One of the lectures discussed the way in which human nature leads us to always desire more than what we have.  The speaker said, “If you give man a valley of gold, he will ask for another.  And if you then give him two valleys of gold, he will ask for three.”  We are never just simply content, unless we are grateful for the blessings and grateful for the mercy of Allah.

There was a mention of a sahaba who had to have his leg amputated.  He said to others that Allah had given him two arms and two legs, and he had taken away one leg, so still, Allah has “given me more than he has taken.”  Subhan’allah.  If only we could all think that way when faced with calamity or loss.

Allah has given me so much in this life.  I’ve been blessed with my boys, my husband, my parents, my sisters.  I’ve been given the gift of Islam.  I have my health.  I have a wonderful home to live in.  We have two cars, two jobs, and food to fill our stomachs.  I had a wonderful education.  Really, what else could I possibly ask for?  Allah has given me such a prosperous and comfortable life.
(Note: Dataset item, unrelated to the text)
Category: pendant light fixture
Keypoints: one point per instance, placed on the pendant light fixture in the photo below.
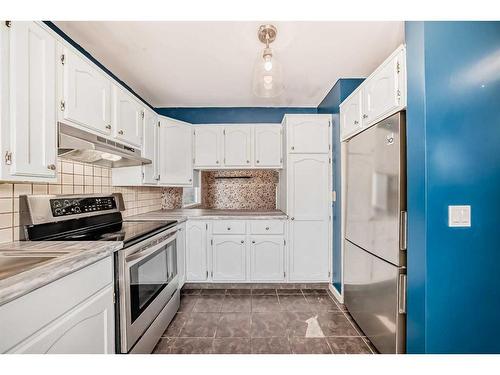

2.  I have been thinking about a childhood friend I had.  I used to help her in school, because she was dyslexic.  While the teachers didn’t have time for her, I would always give her my time.  We were very close.  We wrote letters to each other every day.

One of our childhood friends had died.  I couldn’t attend his funeral.  I’ve considered visiting his grave many times since his death.  I want to reach out to her because we haven’t connected for years, and certainly not since he died.

I wonder often what his soul is experiencing.  I also wonder about how he spent his life after we lost touch, what kind of experiences he had during his lifetime after we last saw each other.  I have fond memories of our friendship, and for those, I am grateful.

 

Although I haven’t wrapped up this post in a nice and neat way, I feel it was important to write, and also important to leave this open-ended.